I really admire you, as (most) others have already said for protecting yourself and your children from a situation which could very likely be very disruptive and stressful. Clearly, this "choice" of his would never work in a million years when he doesn't value your opinion or feelings one iota and would almost certainly undermine you at every opportunity. Anyone doing the vast majority of day to day care for a teen who knows she can get away with murder will be on a hiding to nothing and your life would be an utter misery.
As for you Daisy what is it with you ? .... are you reading a different thread to the rest of us ? Of course you're not but hey, don't let the facts of the matter as described by the woman actually going through this situation spoil your goady fun. Are you incapable of imagining for one second how the OP must feel right now ? ... she's pregnant, and is having to face up to the fact that her so-called partner sees her as nothing and nobody, seemingly existing only to do his bidding when he demands - no discussion, no respect. Do you get off on being so disdainful and insulting ? ..... how bloody rude you are to refer to the OP as "a girlfriend" when she's 6 months pregnant and up until a couple of days ago had presumably been looking forward to a long term future with this man .... the same man who's now revealed his true colours (though admittedly he's not covered himself in glory before) as a very selfish user with what amounts to an extremely sexist view of women by expecting Ginger to fully accept another - and troubled (as indicated by serious lying) child - with a single murmur of dissent. I think she's very brave to stand up for herself given she's 6 months pregnant - a lot of women would perhaps put up with being treated so badly due to the new baby's soon arrival. However, make no mistake and obviously Ginger knows this - life as a single mum and especially with a newborn won't be easy and I'm sure she's hardly jumping for joy over all this ..... so how about you lay off with your holier-than-thou nastiness ?
Perhaps Daisy you are the OP's DP in disguise or even the SD ?? ..... or maybe you're a so-called "surrendered wife" ?! Can't understand your mindset otherwise. "Sounds like he'll be better off" ...... oh per-lease .... this poor little put upon man who, remember, does NOTHING for the OP's children but expects OP to do EVERYTHING for his because he tells her to (and not because he courteously and respectfully seeks her agreement). And yes, it's always very sad, when, for whatever reason a child doesn't live with both its parents in a happy household but this situation is NOT of Ginger's doing - you talk about "lack of compromise" as if the OP is being completely unreasonable yet when she attempted to speak to her partner about how this would work it was him who told her that a) her opinion doesn't matter, b) it's nothing to do with her and c) SD living there is his choice ONLY. Fucking hell - THAT is the perfect example of a lack of compromise and if you can't see that you must be on another planet - or, to use a well worn MN phrase, perhaps you're on glue !

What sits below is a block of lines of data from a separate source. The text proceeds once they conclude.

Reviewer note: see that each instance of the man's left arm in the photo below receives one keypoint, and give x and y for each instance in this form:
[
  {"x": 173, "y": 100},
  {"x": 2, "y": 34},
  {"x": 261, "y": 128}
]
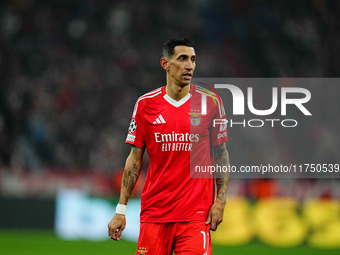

The fact the new baby will be brought up without its father involved in its life on a daily basis is its selfish, arrogant, contemptuous father's fault so don't you dare try to make the OP feel worse than she already does by blaming her for this very sad situation - which could potentially have been avoided if her DP was any sort of real man who saw her as an equal worthy of discussion.
Ginger - keep your chin up sweetheart (I know that's a bit gushy). You're doing the right thing and setting a great example to your kids about how women should be treated by their partners (and the other way round of course).